积分后,我们得到一个新的\(q\) 作为proposal,acceptance coefficient为:
$$ a(q',p'|q,p) = \min{1,\frac{\pi(q',p')\mathbb Q(q,p|q',p')}{\pi(q,p)\mathbb Q(q',p'|q,p)}} $$
\(\mathbb Q(q,p|q_0,p_0)=\delta(q-q_L)\delta(p-p_L)\), \(q_L\) and \(p_L\) are the end point of the trajectory \((q_0,p_0)\rightarrow(q_L,p_L)\). 给定初始状态\((q_0,p_0)\),这个变换总是可以沿着Hamiltonian equations积分给出轨迹的终点。In the notation above we write \((p',q')\) instead of \((p_L,q_L)\) and \((p,q)\) instead of \((p_0,q_0)\), so it’s obvious that \(\mathbb Q(q',p'|q,p) = \delta(q'-q')\delta(p'-p') = 1\). However, if we inverse it, starting with \((q_L,p_L)\), it won’t go back to \((q_0,p_0)\) (definition of momentum), but go to \((q_{2L},p_{2L})\). So \(\mathbb Q(q,p|q',p') = \delta(q-q_{2L})\delta(p-p_{2L}) = 0\) and \(a = 0\), i.e. always reject the proposal. To fix this, we can flip the sign of momentum after we finish integrating: \((q_0,p_0)\rightarrow(q_L,-p_L)\), then inverse: \((q_L,-p_L)\rightarrow(q_0,-(-p_0))\). We also change the definition of \(\mathbb Q\):
$$ \mathbb Q(q,p|q_0,p_0)=\delta(q-q_L)\delta(p+p_L) $$
then we have (note the changes of notation)

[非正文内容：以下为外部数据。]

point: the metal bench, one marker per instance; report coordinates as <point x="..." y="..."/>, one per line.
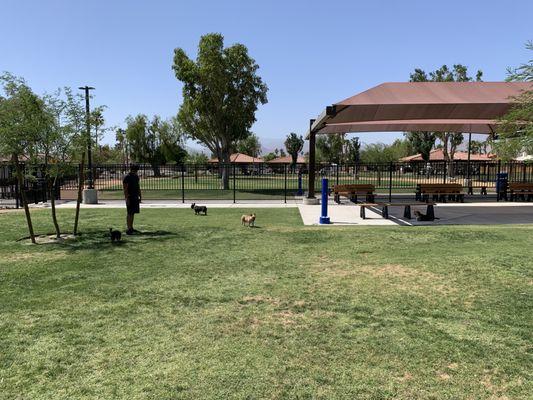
<point x="430" y="211"/>
<point x="522" y="190"/>
<point x="352" y="191"/>
<point x="439" y="192"/>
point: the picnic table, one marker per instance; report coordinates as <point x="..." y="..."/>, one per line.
<point x="439" y="192"/>
<point x="520" y="189"/>
<point x="351" y="191"/>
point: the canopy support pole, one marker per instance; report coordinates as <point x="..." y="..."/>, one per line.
<point x="469" y="152"/>
<point x="312" y="158"/>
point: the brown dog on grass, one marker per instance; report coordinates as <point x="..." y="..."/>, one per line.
<point x="248" y="219"/>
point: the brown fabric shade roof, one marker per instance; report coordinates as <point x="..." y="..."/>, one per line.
<point x="287" y="160"/>
<point x="422" y="106"/>
<point x="239" y="158"/>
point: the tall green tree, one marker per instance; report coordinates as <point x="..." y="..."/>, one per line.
<point x="294" y="145"/>
<point x="172" y="141"/>
<point x="329" y="148"/>
<point x="22" y="121"/>
<point x="57" y="144"/>
<point x="353" y="151"/>
<point x="250" y="146"/>
<point x="221" y="93"/>
<point x="97" y="121"/>
<point x="516" y="127"/>
<point x="142" y="134"/>
<point x="122" y="145"/>
<point x="450" y="140"/>
<point x="155" y="141"/>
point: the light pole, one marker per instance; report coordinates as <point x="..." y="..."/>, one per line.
<point x="90" y="181"/>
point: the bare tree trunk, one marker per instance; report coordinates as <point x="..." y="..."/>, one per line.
<point x="54" y="214"/>
<point x="20" y="178"/>
<point x="225" y="170"/>
<point x="81" y="179"/>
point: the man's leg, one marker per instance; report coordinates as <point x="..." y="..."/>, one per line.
<point x="129" y="222"/>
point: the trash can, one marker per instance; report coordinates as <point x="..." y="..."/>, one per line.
<point x="502" y="180"/>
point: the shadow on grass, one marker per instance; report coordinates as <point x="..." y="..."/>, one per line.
<point x="99" y="241"/>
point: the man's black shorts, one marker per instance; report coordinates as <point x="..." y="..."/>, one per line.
<point x="133" y="206"/>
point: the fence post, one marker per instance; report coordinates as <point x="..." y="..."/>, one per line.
<point x="324" y="219"/>
<point x="234" y="189"/>
<point x="497" y="177"/>
<point x="285" y="191"/>
<point x="17" y="194"/>
<point x="183" y="183"/>
<point x="390" y="182"/>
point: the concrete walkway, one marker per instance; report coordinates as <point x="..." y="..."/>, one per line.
<point x="170" y="204"/>
<point x="347" y="214"/>
<point x="501" y="213"/>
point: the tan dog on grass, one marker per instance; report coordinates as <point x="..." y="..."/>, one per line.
<point x="248" y="219"/>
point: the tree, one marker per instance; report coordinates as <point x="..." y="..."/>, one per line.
<point x="97" y="121"/>
<point x="221" y="93"/>
<point x="476" y="147"/>
<point x="294" y="144"/>
<point x="450" y="140"/>
<point x="250" y="146"/>
<point x="353" y="151"/>
<point x="22" y="119"/>
<point x="57" y="142"/>
<point x="76" y="117"/>
<point x="155" y="142"/>
<point x="422" y="142"/>
<point x="144" y="141"/>
<point x="516" y="127"/>
<point x="172" y="141"/>
<point x="270" y="156"/>
<point x="197" y="158"/>
<point x="329" y="148"/>
<point x="524" y="72"/>
<point x="122" y="145"/>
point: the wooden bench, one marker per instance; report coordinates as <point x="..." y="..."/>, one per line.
<point x="522" y="190"/>
<point x="430" y="211"/>
<point x="439" y="192"/>
<point x="351" y="192"/>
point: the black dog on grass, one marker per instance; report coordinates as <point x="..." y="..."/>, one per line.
<point x="199" y="209"/>
<point x="115" y="235"/>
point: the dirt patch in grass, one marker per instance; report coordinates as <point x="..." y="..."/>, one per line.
<point x="398" y="276"/>
<point x="28" y="256"/>
<point x="257" y="299"/>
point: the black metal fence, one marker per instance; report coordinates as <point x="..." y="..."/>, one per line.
<point x="266" y="181"/>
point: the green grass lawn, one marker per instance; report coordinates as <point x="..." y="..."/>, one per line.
<point x="202" y="308"/>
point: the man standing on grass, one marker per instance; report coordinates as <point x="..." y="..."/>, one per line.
<point x="132" y="194"/>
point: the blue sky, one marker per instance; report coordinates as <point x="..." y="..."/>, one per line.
<point x="310" y="53"/>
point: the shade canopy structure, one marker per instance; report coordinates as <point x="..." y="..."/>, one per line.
<point x="438" y="155"/>
<point x="460" y="107"/>
<point x="239" y="158"/>
<point x="287" y="160"/>
<point x="422" y="106"/>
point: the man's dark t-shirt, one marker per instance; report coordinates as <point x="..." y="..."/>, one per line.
<point x="134" y="193"/>
<point x="134" y="190"/>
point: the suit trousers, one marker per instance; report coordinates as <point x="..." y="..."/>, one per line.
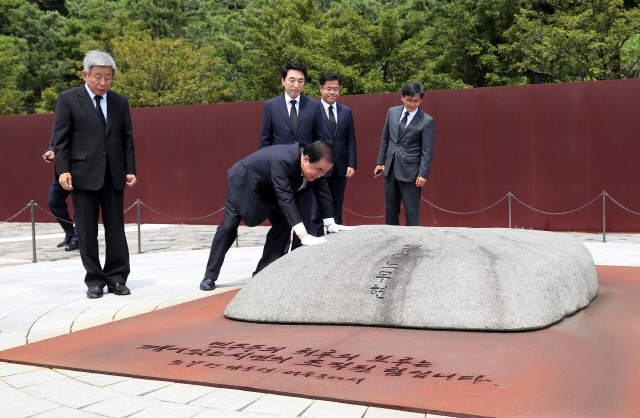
<point x="58" y="205"/>
<point x="337" y="185"/>
<point x="274" y="248"/>
<point x="87" y="205"/>
<point x="401" y="191"/>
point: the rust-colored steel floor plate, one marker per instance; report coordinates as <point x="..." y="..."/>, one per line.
<point x="587" y="365"/>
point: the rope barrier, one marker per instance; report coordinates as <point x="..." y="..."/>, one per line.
<point x="616" y="202"/>
<point x="466" y="213"/>
<point x="355" y="213"/>
<point x="23" y="209"/>
<point x="178" y="219"/>
<point x="557" y="213"/>
<point x="51" y="214"/>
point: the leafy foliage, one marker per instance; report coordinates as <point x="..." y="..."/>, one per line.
<point x="173" y="52"/>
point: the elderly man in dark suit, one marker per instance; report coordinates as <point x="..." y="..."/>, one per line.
<point x="406" y="153"/>
<point x="265" y="185"/>
<point x="95" y="159"/>
<point x="291" y="118"/>
<point x="338" y="131"/>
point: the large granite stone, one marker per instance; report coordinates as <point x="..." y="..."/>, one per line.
<point x="439" y="278"/>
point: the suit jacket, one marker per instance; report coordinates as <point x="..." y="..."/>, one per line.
<point x="343" y="141"/>
<point x="269" y="178"/>
<point x="412" y="151"/>
<point x="276" y="128"/>
<point x="83" y="145"/>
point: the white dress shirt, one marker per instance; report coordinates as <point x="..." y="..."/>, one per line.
<point x="288" y="100"/>
<point x="103" y="102"/>
<point x="326" y="109"/>
<point x="411" y="115"/>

$$ \mathbb Q(q',-p'|q,p) = \delta(q'-q')\delta(-p'+p') = 1 \ \mathbb Q(q,p|q',-p') = \delta(q-q)\delta(p+(-p)) = 1 $$
So we can simplify the acceptance coefficient:
$$ a(q',-p'|q,p) = \min{1,\frac{\pi(q',-p')\mathbb Q(q,p|q',-p')}{\pi(q,p)\mathbb Q(q',-p'|q,p)}} = \min{1,\frac{\pi(q',-p')}{\pi(q,p)}} $$
Consider \(\pi(q,p) = \exp(-H(q,p))\),
$$ a(q',-p'|q,p)=\min{1, \exp(-H(q',-p')+H(q,p)} $$
To sum up, first we design a momentum distribution (or kinetic energy), then we sample a momentum, integrate the Hamiltonian equation to get a proposal, compute the acceptance ratio, sample a uniform value and decide if keep the proposal or not. Repeating these steps we will get a sample set efficiently (acceptance ratio is high).
No-U-Turn Sampler (NUTS)
NUTS helps to control the integration time \(T\). Intuitively, if we follow the momentum too long, it will run too far away, like an U-Turn, and may stop at a point not far from the start point (the field is a closed loop).